Alles begann im Jahre 1907, als eine Baugenossenschaft der Eisenbahner weit draußen im Süden der Stadt eine weitgehend autarke Siedlung für die Bediensteten des neuen Rangierbahnhofs zu errichten begann.

Wohnungen für 1500 Bedienstete

Binnen fünf Jahren entstanden nach Planung des Architekturbüros Lehr & Leubert in dem tropfenförmigen Stück Land zwischen den Gleisanlagen des Südbahnhofes und der heutigen Münchener Straße Wohnungen für rund 1500 Bedienstete der Bayerischen Staatsbahnen mit ihren Familien, mit eigenen Geschäften, Volksschule, Kindergarten und zwei Kirchen. Ein großartiges Werk genossenschaftlichen Siedlungsbaus und ein bayernweit bedeutsames Denkmal der Gartenstadtbewegung und der Reformarchitektur war geboren.
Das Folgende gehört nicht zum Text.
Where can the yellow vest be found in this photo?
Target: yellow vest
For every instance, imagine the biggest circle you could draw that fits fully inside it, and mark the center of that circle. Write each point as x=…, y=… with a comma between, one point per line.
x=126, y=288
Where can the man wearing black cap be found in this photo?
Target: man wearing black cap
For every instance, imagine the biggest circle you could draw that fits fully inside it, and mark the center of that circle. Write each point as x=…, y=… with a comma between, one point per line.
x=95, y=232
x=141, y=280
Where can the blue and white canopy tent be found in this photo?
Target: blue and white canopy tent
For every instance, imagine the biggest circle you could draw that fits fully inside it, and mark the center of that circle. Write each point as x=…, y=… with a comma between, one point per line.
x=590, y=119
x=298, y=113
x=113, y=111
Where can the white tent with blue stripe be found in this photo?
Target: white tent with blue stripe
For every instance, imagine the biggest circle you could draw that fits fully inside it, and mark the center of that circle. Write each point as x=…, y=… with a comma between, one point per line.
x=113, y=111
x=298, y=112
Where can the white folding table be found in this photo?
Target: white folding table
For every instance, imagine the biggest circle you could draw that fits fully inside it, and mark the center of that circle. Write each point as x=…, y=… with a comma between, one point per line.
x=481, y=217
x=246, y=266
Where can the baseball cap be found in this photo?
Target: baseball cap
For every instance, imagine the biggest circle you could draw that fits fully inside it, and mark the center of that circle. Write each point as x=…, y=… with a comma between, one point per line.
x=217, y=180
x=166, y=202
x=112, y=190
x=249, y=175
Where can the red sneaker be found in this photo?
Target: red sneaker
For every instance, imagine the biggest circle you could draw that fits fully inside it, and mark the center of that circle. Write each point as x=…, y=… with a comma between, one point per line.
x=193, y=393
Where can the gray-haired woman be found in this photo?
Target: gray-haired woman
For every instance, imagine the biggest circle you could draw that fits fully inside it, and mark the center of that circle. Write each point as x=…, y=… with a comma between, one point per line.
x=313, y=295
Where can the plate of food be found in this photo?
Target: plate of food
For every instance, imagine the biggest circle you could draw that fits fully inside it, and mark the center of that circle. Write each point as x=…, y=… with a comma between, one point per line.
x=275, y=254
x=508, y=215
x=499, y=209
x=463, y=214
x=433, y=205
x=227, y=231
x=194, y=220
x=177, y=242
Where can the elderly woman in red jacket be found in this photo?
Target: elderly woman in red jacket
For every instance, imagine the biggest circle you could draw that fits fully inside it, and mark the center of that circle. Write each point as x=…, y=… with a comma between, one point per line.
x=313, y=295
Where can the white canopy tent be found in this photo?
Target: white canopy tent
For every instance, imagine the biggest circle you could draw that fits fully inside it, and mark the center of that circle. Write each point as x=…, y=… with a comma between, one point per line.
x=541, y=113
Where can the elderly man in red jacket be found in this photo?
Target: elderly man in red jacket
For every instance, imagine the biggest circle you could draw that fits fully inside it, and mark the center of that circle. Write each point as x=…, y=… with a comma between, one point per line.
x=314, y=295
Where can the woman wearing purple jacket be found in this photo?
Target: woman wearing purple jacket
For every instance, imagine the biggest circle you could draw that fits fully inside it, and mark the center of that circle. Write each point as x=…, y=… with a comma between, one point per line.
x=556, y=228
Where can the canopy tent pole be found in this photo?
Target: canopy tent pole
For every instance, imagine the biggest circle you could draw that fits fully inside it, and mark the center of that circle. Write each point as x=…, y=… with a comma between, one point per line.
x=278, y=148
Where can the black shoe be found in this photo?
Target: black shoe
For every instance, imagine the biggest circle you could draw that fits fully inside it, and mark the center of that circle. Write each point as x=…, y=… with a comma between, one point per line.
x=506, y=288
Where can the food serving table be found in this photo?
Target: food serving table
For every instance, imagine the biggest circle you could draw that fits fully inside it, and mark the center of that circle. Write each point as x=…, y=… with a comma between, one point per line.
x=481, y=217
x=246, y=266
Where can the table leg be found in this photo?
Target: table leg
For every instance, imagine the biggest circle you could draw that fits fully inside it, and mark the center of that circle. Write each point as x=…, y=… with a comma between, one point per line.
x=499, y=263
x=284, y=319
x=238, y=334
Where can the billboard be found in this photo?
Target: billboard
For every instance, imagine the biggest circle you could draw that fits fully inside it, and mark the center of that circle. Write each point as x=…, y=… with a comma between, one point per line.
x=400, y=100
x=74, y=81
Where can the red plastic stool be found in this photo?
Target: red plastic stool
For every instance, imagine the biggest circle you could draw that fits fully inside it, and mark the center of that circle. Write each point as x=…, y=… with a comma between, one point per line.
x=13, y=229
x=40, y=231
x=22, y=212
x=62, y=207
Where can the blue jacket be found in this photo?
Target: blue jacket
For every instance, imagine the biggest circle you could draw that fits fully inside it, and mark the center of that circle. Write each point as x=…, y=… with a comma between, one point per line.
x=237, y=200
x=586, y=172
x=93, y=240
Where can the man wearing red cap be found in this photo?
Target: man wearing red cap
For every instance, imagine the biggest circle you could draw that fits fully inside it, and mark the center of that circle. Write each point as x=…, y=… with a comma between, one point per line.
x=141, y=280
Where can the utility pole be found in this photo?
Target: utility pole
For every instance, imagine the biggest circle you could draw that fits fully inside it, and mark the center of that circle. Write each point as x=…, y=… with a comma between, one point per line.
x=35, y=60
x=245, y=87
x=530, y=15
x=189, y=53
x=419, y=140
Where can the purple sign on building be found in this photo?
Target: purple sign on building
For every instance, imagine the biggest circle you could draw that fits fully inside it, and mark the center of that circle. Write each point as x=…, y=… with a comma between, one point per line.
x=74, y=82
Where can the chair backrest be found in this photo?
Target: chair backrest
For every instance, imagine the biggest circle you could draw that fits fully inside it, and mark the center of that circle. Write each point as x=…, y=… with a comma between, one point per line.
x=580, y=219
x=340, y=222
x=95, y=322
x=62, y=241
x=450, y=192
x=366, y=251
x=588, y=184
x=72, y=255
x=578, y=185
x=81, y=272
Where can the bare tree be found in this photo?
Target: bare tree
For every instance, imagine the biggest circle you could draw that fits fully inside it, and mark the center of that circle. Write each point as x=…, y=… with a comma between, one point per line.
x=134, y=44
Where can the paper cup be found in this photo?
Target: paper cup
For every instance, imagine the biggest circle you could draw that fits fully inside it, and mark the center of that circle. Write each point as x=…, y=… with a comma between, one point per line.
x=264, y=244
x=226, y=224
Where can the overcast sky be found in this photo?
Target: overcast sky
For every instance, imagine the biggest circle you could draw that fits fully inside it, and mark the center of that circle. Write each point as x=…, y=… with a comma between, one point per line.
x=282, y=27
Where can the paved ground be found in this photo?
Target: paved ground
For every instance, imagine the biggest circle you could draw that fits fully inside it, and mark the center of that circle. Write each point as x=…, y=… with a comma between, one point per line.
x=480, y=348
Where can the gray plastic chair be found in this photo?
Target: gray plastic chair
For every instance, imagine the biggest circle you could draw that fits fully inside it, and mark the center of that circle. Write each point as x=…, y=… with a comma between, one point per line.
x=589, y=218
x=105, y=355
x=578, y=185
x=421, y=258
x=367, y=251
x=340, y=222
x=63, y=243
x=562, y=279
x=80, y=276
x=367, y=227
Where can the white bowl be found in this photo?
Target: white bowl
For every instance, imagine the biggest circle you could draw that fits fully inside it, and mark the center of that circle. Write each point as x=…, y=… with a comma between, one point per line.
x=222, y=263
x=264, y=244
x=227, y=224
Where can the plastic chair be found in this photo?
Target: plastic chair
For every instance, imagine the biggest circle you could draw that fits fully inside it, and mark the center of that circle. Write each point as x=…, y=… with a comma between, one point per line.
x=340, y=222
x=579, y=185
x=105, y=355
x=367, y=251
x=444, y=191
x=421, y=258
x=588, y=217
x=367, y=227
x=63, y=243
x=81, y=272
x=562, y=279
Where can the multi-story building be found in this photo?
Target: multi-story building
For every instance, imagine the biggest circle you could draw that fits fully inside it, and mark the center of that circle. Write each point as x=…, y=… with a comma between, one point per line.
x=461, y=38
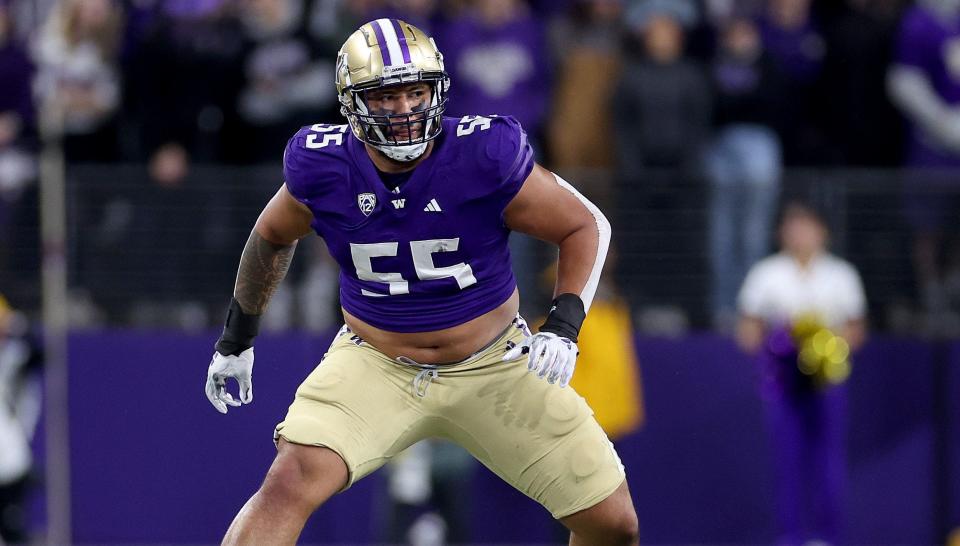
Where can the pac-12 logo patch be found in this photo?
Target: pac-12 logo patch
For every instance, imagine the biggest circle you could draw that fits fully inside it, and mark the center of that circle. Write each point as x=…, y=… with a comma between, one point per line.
x=367, y=202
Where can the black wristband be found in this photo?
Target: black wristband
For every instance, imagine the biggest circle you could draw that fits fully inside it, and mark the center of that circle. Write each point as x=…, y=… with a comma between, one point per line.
x=238, y=331
x=566, y=317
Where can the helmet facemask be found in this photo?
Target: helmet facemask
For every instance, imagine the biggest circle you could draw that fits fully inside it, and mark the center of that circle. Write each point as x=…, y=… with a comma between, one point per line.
x=381, y=55
x=401, y=136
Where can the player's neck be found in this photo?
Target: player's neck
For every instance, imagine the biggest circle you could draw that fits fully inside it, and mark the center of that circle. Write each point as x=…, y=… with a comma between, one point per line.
x=387, y=165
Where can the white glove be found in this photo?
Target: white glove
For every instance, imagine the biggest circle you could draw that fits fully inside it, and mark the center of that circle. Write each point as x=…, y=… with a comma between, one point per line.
x=550, y=355
x=223, y=367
Angesichts dieses Vorbildes lag es nahe, dass die Nachkriegszeit diesem Ensemble eine Erweiterung von mindestens ebenbürtiger Qualität zur Seite stellen musste, freilich angepasst an die zeitgenössische Architektursprache, die Ansprüche an Wohnkomfort und Verkehrsgerechtigkeit.

Sauber und geordnet wie ein Architekturmodell wirkt diese Ansicht des nördlichen Astes des Saturnweges, fotografiert um 1964 vom Planetenring aus.

Sauber und geordnet wie ein Architekturmodell wirkt diese Ansicht des nördlichen Astes des Saturnweges, fotografiert um 1964 vom Planetenring aus. © Ansichtskarte: Verlag Drogerie Nicklas (Sammlung Sebastian Gulden, NNZ

Die Häuser am Saturnweg sind in Würde gealtert, die noch immer gepflegten Grünanlagen bereichern nun schattenspende hohe Laubbäume. 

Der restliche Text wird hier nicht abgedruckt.